Teatro Político estuda a vida da Sem Terra Roseli Nunes
Por Maiara Rauber
Da Página do MST
Despertar o pensamento crítico a partir da arte é um dos pilares do grupo Cia Burlesca, criado por Mafá Nogueira. Desde 2008, o atual diretor da companhia busca expandir a sua iniciativa de São Paulo para a capital brasileira e ao longo dos anos, artistas se somaram às atividades desse Teatro Político.

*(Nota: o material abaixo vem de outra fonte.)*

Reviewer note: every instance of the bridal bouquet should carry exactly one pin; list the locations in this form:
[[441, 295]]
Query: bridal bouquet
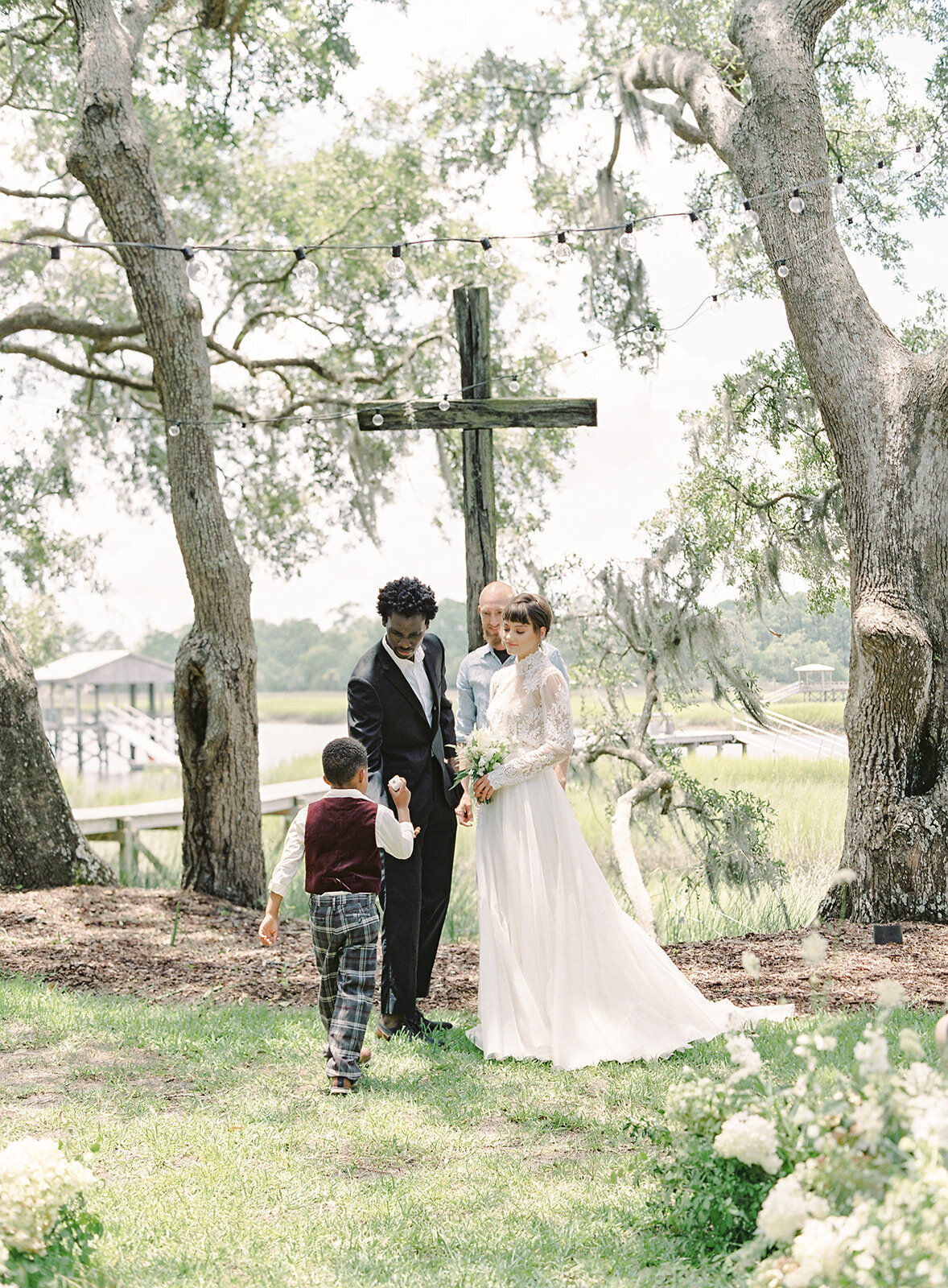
[[482, 753]]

Integrantes do grupo se deslocaram para o Rio Grande do Sul, no último dia 16, com o intuito de realizar pesquisas para um futuro espetáculo. Quatro dos sete compositores da Cia Burlesca (Julie Wetzel, Lyvian Sena, Pedro Caroca e Pedro Henrick) estiveram em assentamentos da Reforma Agrária, na região Metropolitana de Porto Alegre e na região Norte do RS, para obter informações relacionadas ao legado da lutadora Roseli Nunes.
Os repertórios dos espetáculos da companhia questionam e provocam a reflexão para desmascarar a realidade, problematizar estereótipos, preconceitos, a manipulação da informação e as disputas de poder. Tendo como fonte de inspiração a luta de classes, o grupo procura, por meio da linguagem popular, colocar em pauta temas que promovam a ascensão da classe trabalhadora, a partir de uma cultura política mais humana e igualitária.

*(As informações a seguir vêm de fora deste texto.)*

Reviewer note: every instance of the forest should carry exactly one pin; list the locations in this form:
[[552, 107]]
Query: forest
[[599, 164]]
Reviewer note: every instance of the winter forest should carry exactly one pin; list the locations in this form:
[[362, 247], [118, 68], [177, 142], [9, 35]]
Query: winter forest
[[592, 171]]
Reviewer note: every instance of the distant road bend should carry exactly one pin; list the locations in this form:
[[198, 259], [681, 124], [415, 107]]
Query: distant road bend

As ações realizadas, tais como apresentações de peças e oficinas teatrais, possuem como público alvo as escolas públicas, periferias, parques, metrôs e feiras. Para o grupo, ao ocupar esses espaços é fundamental destacar a importância da ação do Estado na promoção de políticas públicas que tenham como um dos principais objetivos a democratização do acesso às atividades culturais. Portanto, o formato que é trabalhado pelos atores visa abraçar todas as idades, classes e lugares.
Para Lyvian Sena, integrante da Cia Burlesca, estar nesses locais é uma forma de experimentar e criar vários espaços de resistência. “A companhia é um espaço de aprendizagem com uma perspectiva revolucionária”, pontua.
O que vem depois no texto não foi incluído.